Pondera-se que, por óbvio, os oitenta minutos da película que assombrou os espectadores em 1922, “Nosferatu, Uma sinfonia do Horror (Eine Symphonie des Grauens)”, primeira adaptação (ainda que não creditada) da obra Drácula, publicada em 1897, pode não causar maiores calafrios passados cem anos de sua realização. No entanto, as particularidades analíticas atreladas ao pano de fundo histórico permanecem igualmente fascinantes, em paralelo às dificuldades de realização e impressão de efeitos como técnica de narrativa no início do século passado.
Ainda que o título “Aurora”, produzido já em terras americanas, seja o trabalho mais pessoal do excêntrico diretor F.W. Murnau, Nosferatu, a despeito do excelente “Vampir” (1932), de Carl Theodor Dreyer, ainda é considerado o primeiro grande filme do gênero. Na trama, Hutter (Gustav von Wangenheim), agente imobiliário, viaja até os Montes Cárpatos para diligenciar a venda de um imóvel ao conde Graf Orlock (Max Schreck), que na verdade é um milenar vampiro que ominosamente, leva a morte até Bremem, na Alemanha.
Lançado nos cinemas para um público selecionado há exatos 100 anos, trata-se de uma obra enigmática, com a primeira sessão em 4 de março de 1922 em um zoológico em Berlim, (Berlim Zoological Gardem). Tal a intensidade da interpretação de Schreck, que existiu a lenda de que o ator, de fato, tratava de um vampiro – afinal, tratava-se do início do século 20 – inclusive inspirando o filme “A Sombra do Vampiro”, de 2000. Na película, o ator é vivido por Willen Dafoe, e retrata o set de filmagens da obra de 1922. Imprescindível ainda fazer referência à refilmagem de 1979, dirigida por Werner Herzog (de Fitzcarraldo), intitulada O Vampiro da Noite, qual a interpretação fabulosa de Klaus Kinski, honra os intensos traços stanislavskianos do primeiro intérprete do Conde Orlock.
A produção é cercada de pontos curiosos. Consoante mencionada acima, é uma adaptação não autorizada da obra de Drácula, escrita por Bram Stoker, o que culminou num processo judicial pelo qual foi determinada a destruição de todas as cópias.

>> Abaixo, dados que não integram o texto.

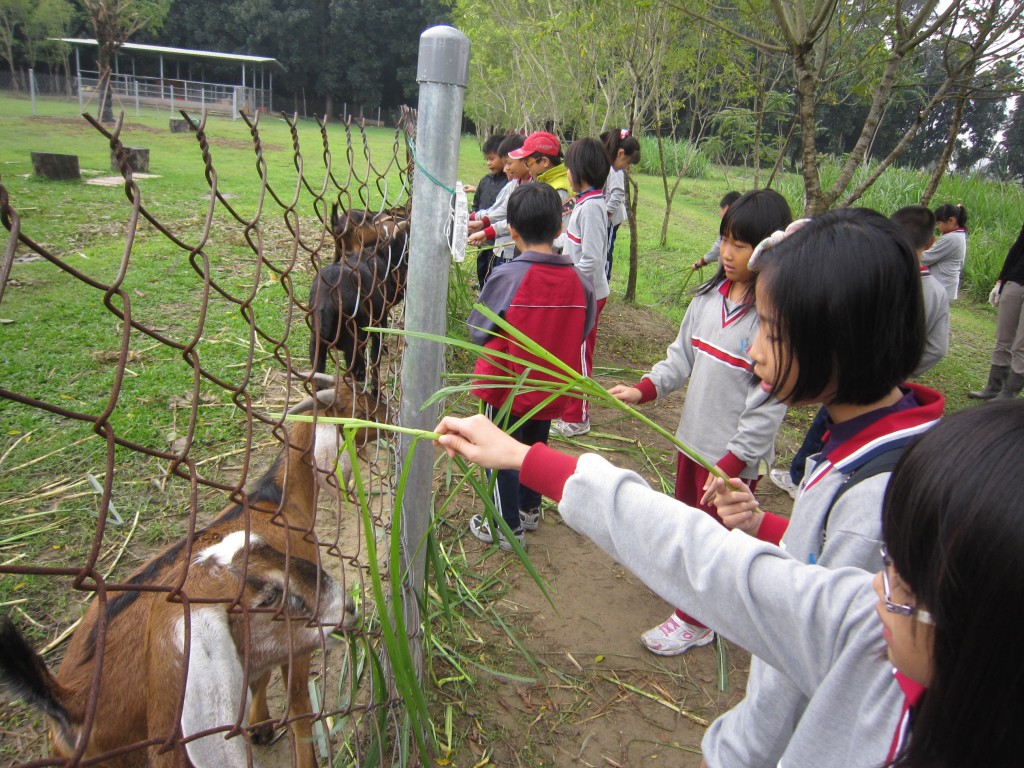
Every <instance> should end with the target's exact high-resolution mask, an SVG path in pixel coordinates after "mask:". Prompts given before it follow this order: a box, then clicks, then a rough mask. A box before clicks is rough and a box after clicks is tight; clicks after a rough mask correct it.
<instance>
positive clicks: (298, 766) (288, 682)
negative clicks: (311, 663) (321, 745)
mask: <svg viewBox="0 0 1024 768" xmlns="http://www.w3.org/2000/svg"><path fill="white" fill-rule="evenodd" d="M309 665H310V655H309V654H308V653H303V654H302V655H297V656H294V657H293V658H292V664H291V665H287V664H286V665H282V667H281V674H282V676H283V677H284V678H285V680H286V681H287V684H288V720H289V726H290V727H289V735H290V736H291V738H292V765H294V766H295V768H316V756H315V754H314V753H313V731H312V720H311V715H312V702H311V701H310V700H309V687H308V684H309ZM289 668H291V669H289Z"/></svg>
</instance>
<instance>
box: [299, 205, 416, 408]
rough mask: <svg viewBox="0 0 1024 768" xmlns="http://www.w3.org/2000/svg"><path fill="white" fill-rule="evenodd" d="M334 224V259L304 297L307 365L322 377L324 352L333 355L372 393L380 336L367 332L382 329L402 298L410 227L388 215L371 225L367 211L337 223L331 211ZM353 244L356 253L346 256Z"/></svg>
mask: <svg viewBox="0 0 1024 768" xmlns="http://www.w3.org/2000/svg"><path fill="white" fill-rule="evenodd" d="M333 220H334V226H335V232H336V237H337V249H338V250H337V251H336V256H337V258H336V260H335V262H334V263H332V264H326V265H324V266H323V267H322V268H321V270H319V272H318V273H317V274H316V276H315V278H314V279H313V283H312V286H311V288H310V292H309V324H310V332H311V333H310V336H309V359H310V361H311V362H312V366H313V369H314V370H315V371H317V372H319V373H324V372H325V371H326V370H327V361H328V356H329V350H330V349H331V348H334V349H337V350H338V351H339V352H340V353H341V356H342V358H343V359H344V362H345V366H346V368H347V370H348V371H349V372H350V373H351V374H352V377H353V378H354V379H355V380H356V381H360V382H362V381H366V382H368V383H369V386H370V389H371V390H372V391H376V388H377V384H378V378H379V376H378V373H379V372H378V370H377V369H378V367H379V364H380V336H379V334H371V333H369V332H368V331H367V330H366V329H367V328H371V327H384V328H386V327H387V325H388V323H389V318H390V310H391V308H392V307H393V306H394V305H395V304H397V303H398V302H399V301H401V299H402V297H403V296H404V291H406V278H407V274H408V272H409V252H408V248H409V239H408V231H409V223H408V221H407V220H403V219H400V218H397V217H395V216H393V215H391V214H388V215H386V216H384V215H379V216H377V217H374V218H373V220H371V216H370V214H369V212H367V211H349V212H348V213H346V214H344V215H343V216H341V217H338V216H337V211H335V212H334V216H333ZM356 243H357V244H360V247H359V249H358V250H355V251H351V250H348V249H350V248H351V247H352V246H353V245H354V244H356ZM367 357H369V366H368V362H367Z"/></svg>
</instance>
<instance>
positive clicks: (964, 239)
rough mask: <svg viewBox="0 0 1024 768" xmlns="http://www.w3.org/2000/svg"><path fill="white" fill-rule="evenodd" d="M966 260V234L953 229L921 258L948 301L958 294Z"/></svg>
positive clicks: (951, 300)
mask: <svg viewBox="0 0 1024 768" xmlns="http://www.w3.org/2000/svg"><path fill="white" fill-rule="evenodd" d="M965 259H967V232H966V231H964V230H963V229H954V230H953V231H951V232H946V233H945V234H943V236H942V237H941V238H939V239H938V240H937V241H935V245H933V246H932V247H931V248H929V249H928V250H927V251H925V253H924V254H923V255H922V257H921V261H922V263H923V264H924V265H925V266H927V267H928V268H929V269H931V270H932V274H934V275H935V279H936V280H937V281H939V283H941V284H942V287H943V288H945V289H946V295H948V296H949V300H950V301H955V300H956V296H957V295H958V294H959V275H961V271H962V270H963V269H964V261H965Z"/></svg>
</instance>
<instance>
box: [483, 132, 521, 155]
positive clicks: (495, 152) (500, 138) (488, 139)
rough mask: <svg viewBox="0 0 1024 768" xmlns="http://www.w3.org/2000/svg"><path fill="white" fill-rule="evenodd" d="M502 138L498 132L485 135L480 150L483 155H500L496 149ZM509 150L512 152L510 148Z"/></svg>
mask: <svg viewBox="0 0 1024 768" xmlns="http://www.w3.org/2000/svg"><path fill="white" fill-rule="evenodd" d="M504 140H505V136H504V135H502V134H499V133H496V134H495V135H494V136H487V140H486V141H484V142H483V148H482V150H481V152H482V153H483V157H487V155H498V156H499V157H501V155H499V153H498V151H499V150H500V148H501V145H502V141H504ZM512 148H515V147H512ZM509 152H512V150H509Z"/></svg>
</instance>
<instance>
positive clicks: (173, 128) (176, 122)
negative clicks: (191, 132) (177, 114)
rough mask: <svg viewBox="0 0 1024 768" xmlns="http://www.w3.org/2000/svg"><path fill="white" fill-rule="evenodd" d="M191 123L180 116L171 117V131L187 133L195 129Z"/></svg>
mask: <svg viewBox="0 0 1024 768" xmlns="http://www.w3.org/2000/svg"><path fill="white" fill-rule="evenodd" d="M195 130H196V129H195V128H194V127H193V124H191V123H189V122H188V121H187V120H183V119H181V118H171V133H188V131H195Z"/></svg>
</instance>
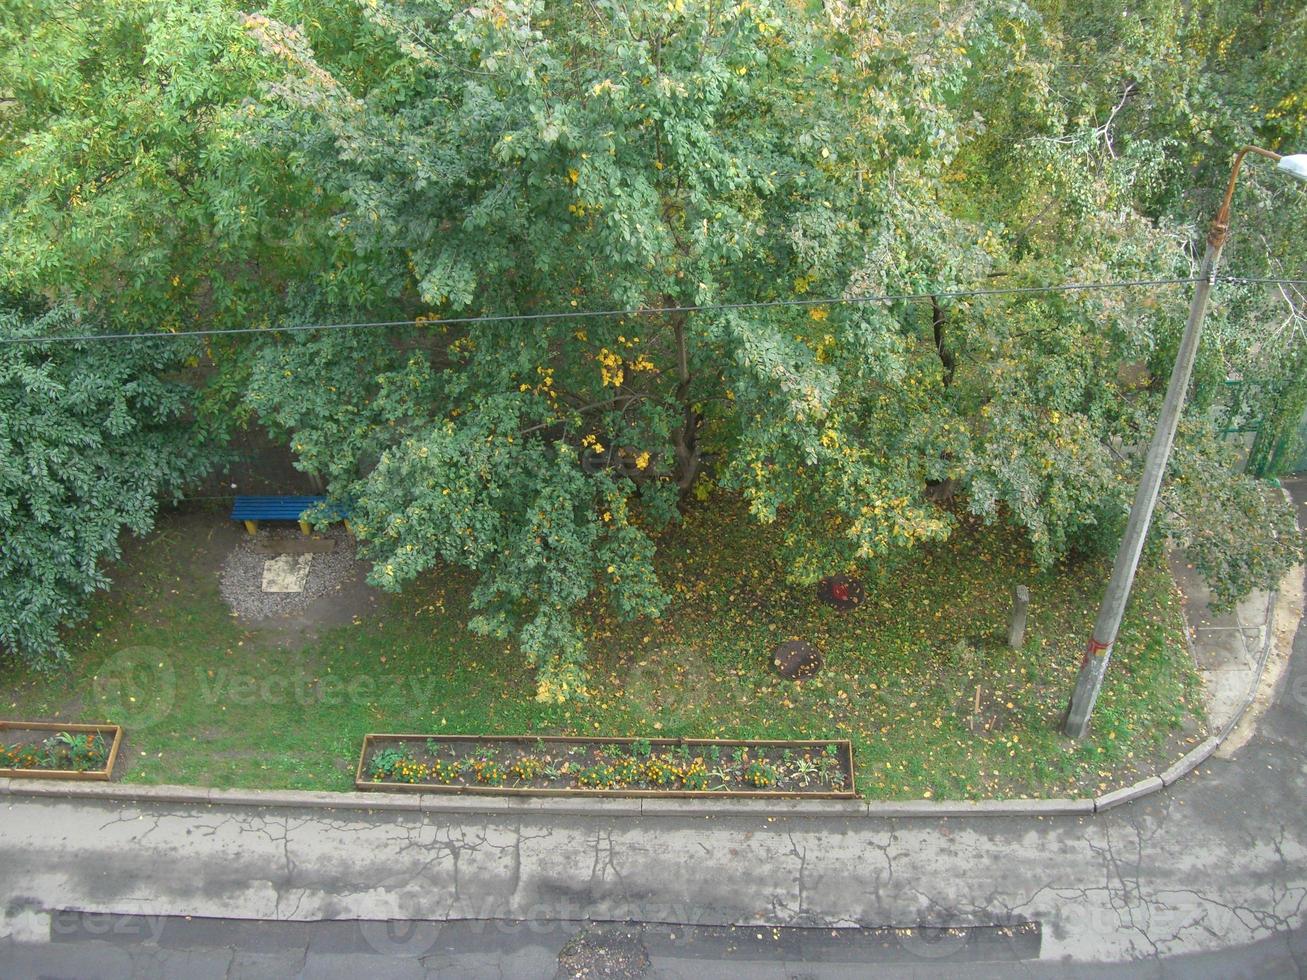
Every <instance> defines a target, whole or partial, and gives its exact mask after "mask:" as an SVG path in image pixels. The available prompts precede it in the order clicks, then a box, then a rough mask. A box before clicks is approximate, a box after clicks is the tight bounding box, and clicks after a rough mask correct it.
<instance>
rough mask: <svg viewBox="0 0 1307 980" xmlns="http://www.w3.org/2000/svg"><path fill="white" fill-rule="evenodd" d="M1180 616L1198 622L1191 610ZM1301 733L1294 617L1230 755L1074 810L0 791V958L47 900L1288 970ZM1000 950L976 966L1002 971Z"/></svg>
mask: <svg viewBox="0 0 1307 980" xmlns="http://www.w3.org/2000/svg"><path fill="white" fill-rule="evenodd" d="M1188 612H1189V614H1191V615H1202V613H1201V608H1200V604H1191V608H1189V610H1188ZM1255 618H1256V617H1255V614H1249V617H1248V618H1244V619H1235V621H1219V619H1214V618H1210V617H1209V618H1206V619H1202V621H1201V622H1200V623H1197V625H1199V632H1197V635H1196V638H1195V640H1196V647H1197V648H1199V651H1200V653H1199V656H1200V664H1202V662H1204V657H1206V656H1208V651H1209V649H1214V648H1216V647H1217V645H1221V647H1222V648H1223V652H1222V653H1221V655H1219V656H1217V655H1216V653H1213V655H1212V656H1210V657H1209V660H1208V664H1209V666H1208V669H1209V670H1210V672H1212V676H1213V677H1216V678H1219V677H1221V676H1222V674H1233V672H1234V669H1235V668H1236V666H1238V668H1239V669H1244V668H1243V665H1244V664H1246V662H1247V657H1248V655H1249V651H1251V649H1252V648H1253V647H1255V645H1256V643H1257V639H1256V636H1253V631H1255V630H1256V629H1259V627H1256V626H1252V625H1249V623H1252V622H1253V621H1255ZM1204 631H1205V632H1204ZM1235 634H1238V635H1239V643H1234V642H1233V639H1231V638H1233V636H1234V635H1235ZM1212 636H1216V638H1219V640H1212V642H1209V640H1208V639H1206V638H1212ZM1240 659H1242V660H1240ZM1244 690H1247V689H1244ZM1304 745H1307V630H1299V631H1298V634H1297V636H1295V638H1294V643H1293V656H1291V660H1289V661H1287V677H1286V678H1285V679H1283V682H1282V683H1281V685H1280V687H1278V691H1277V695H1276V696H1274V698H1273V699H1272V702H1270V703H1269V710H1268V711H1266V713H1265V715H1264V716H1263V717H1261V720H1260V725H1259V729H1257V732H1256V734H1255V736H1253V737H1252V738H1251V741H1249V742H1248V743H1247V745H1246V746H1244V747H1243V749H1242V750H1239V753H1238V757H1236V758H1235V759H1234V760H1221V759H1210V760H1208V762H1206V763H1204V764H1202V766H1201V767H1200V768H1199V770H1197V771H1196V772H1195V774H1192V775H1191V776H1188V777H1187V779H1184V780H1182V781H1180V783H1178V784H1176V785H1175V787H1172V788H1170V789H1166V791H1162V792H1159V793H1155V794H1151V796H1149V797H1146V798H1144V800H1141V801H1137V802H1134V804H1128V805H1124V806H1120V808H1117V809H1114V810H1110V811H1107V813H1102V814H1097V815H1091V817H1047V818H1029V817H1026V818H1008V817H982V818H946V819H929V818H903V819H878V818H868V817H802V818H797V817H796V818H782V819H766V818H757V817H741V815H729V817H714V818H685V817H657V818H655V817H648V815H646V817H627V815H616V814H605V811H604V809H603V808H601V806H596V808H595V813H593V814H592V815H567V814H541V813H532V811H529V810H523V811H521V813H516V814H490V815H485V814H484V815H476V814H467V815H450V814H435V813H395V811H372V813H367V811H349V813H346V811H331V810H322V809H308V808H303V809H295V808H267V809H260V808H250V806H237V805H226V804H217V805H209V806H180V805H159V804H129V805H125V804H114V802H107V801H95V802H90V801H59V800H47V798H25V797H20V796H8V797H4V796H0V964H3V963H4V962H5V956H7V949H8V955H9V956H17V955H20V954H22V955H30V954H31V950H33V949H34V947H37V946H39V945H41V943H46V942H48V941H50V939H51V938H52V936H54V934H55V932H56V929H55V925H56V923H58V919H56V917H52V912H58V911H59V909H84V911H93V912H112V913H133V915H139V916H175V915H190V916H205V917H216V919H242V920H278V921H315V920H354V919H361V920H389V919H395V920H430V921H437V923H439V921H444V920H498V921H505V920H508V921H523V920H524V921H536V923H559V921H578V920H612V921H625V920H637V921H644V923H663V924H676V925H689V926H695V928H706V926H718V925H742V924H748V925H755V924H757V925H762V926H767V925H776V926H810V928H822V929H826V930H830V929H843V928H852V926H920V925H933V926H996V925H997V926H1019V929H1018V932H1016V933H1014V936H1017V934H1019V936H1021V937H1022V943H1025V945H1021V947H1019V951H1021V955H1019V956H1016V958H1017V959H1022V960H1025V962H1027V963H1031V964H1033V963H1036V962H1042V963H1044V964H1050V963H1063V964H1067V963H1069V964H1108V963H1129V962H1133V963H1136V964H1140V963H1144V964H1146V963H1149V962H1153V963H1155V962H1157V959H1158V958H1162V956H1166V958H1170V956H1178V955H1184V954H1195V953H1204V951H1214V950H1225V949H1227V947H1242V946H1247V945H1249V943H1257V942H1260V943H1261V945H1260V946H1259V947H1257V949H1261V950H1263V951H1265V950H1266V949H1268V947H1269V949H1272V950H1273V951H1274V953H1276V955H1278V956H1281V959H1278V960H1276V962H1287V963H1294V962H1295V960H1294V956H1298V955H1300V950H1302V937H1300V936H1298V938H1297V939H1294V938H1293V937H1294V930H1300V929H1302V926H1303V924H1304V913H1307V904H1304V903H1307V809H1304V806H1303V801H1304V798H1307V757H1304V750H1303V746H1304ZM1031 934H1034V936H1035V937H1036V939H1035V941H1034V943H1033V945H1031V939H1030V936H1031ZM5 937H8V938H5ZM5 943H8V947H7V945H5ZM384 945H386V943H384V942H383V946H384ZM1268 945H1269V946H1268ZM1014 949H1016V946H1013V945H1012V943H1009V945H1008V947H1006V951H1005V953H1001V954H999V953H996V954H995V956H993V960H995V963H997V962H1006V963H1008V964H1009V967H1010V964H1012V962H1013V958H1014V954H1013V950H1014ZM391 951H395V950H391ZM400 953H401V955H400V956H399V958H397V959H401V960H404V962H405V963H406V967H410V968H412V970H414V971H417V972H416V973H413V975H421V972H422V971H426V970H430V971H438V970H440V968H443V966H442V963H444V964H447V963H446V962H444V960H440V955H443V954H442V951H440V949H438V943H437V945H435V946H429V947H426V949H422V950H410V949H406V947H405V949H404V950H400ZM919 954H920V964H921V967H927V966H929V964H931V963H935V962H936V958H941V959H942V962H951V960H949V956H950V955H951V951H950V950H949V949H948V946H946V945H935V946H929V947H919ZM350 955H352V954H350ZM341 956H345V958H344V959H339V960H337V967H339V968H340V972H341V973H342V975H344V973H345V972H350V971H353V972H354V973H357V975H361V976H366V975H372V973H374V972H375V971H372V968H371V967H370V966H369V964H367V963H365V960H363V959H362V954H359V959H358V960H357V962H356V960H353V959H349V956H348V955H346V954H341ZM229 960H230V958H229ZM217 966H221V964H214V970H217ZM227 966H229V967H230V962H229V963H227ZM1235 966H1236V964H1234V966H1231V970H1230V975H1234V973H1235V972H1238V971H1236V968H1235ZM225 971H226V967H225V968H223V972H225ZM223 972H217V973H216V975H223ZM809 972H812V971H809ZM946 972H955V973H958V975H963V973H962V972H958V971H955V970H950V971H946ZM1073 972H1074V971H1073ZM1299 972H1300V967H1299ZM0 973H4V970H3V967H0ZM193 975H196V976H201V975H207V971H205V970H199V967H197V968H196V971H195V973H193ZM238 975H239V973H238ZM251 975H252V973H251ZM812 975H814V976H816V975H817V973H816V972H812ZM976 975H985V973H984V972H983V971H982V972H980V973H976Z"/></svg>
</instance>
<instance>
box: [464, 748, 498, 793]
mask: <svg viewBox="0 0 1307 980" xmlns="http://www.w3.org/2000/svg"><path fill="white" fill-rule="evenodd" d="M468 772H471V774H472V779H474V780H476V781H477V783H484V784H486V785H488V787H502V785H503V784H505V780H506V779H507V775H506V774H505V770H503V766H501V764H499V763H498V760H497V759H495V758H494V757H493V754H481V755H480V757H478V758H474V759H473V760H472V764H471V766H469V767H468Z"/></svg>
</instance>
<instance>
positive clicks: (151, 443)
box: [0, 307, 209, 668]
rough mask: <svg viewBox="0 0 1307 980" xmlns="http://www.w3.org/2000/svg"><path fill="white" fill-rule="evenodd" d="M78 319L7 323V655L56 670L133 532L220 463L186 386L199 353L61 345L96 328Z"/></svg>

Felizmente, algumas remanesceram e a obra-prima pode ser apreciada nos dias atuais, no entanto, o estúdio Prana foi levado à falência em sua primeira produção, como decorrência das despesas da ação movida pelos herdeiros de Stoker.
As belas locações na Romênia, Alemanha e Tchecoslováquia, com seus fortes contornos mórbidos são um ótimo exemplo do movimento expressionista. É hipnotizante a atmosfera realista em paralelo ao tom onírico, formado, ainda que indiretamente, pelos parcos recursos da época.
Exortemos a tecnologia, mas de igual modo, aqueles que a desenharam em seus primórdios, possibilitando projetos impensáveis quando da sessão de cinema e o terror impingido às audiências no lançamento de 1922. Afinal, um clássico nunca cai de moda.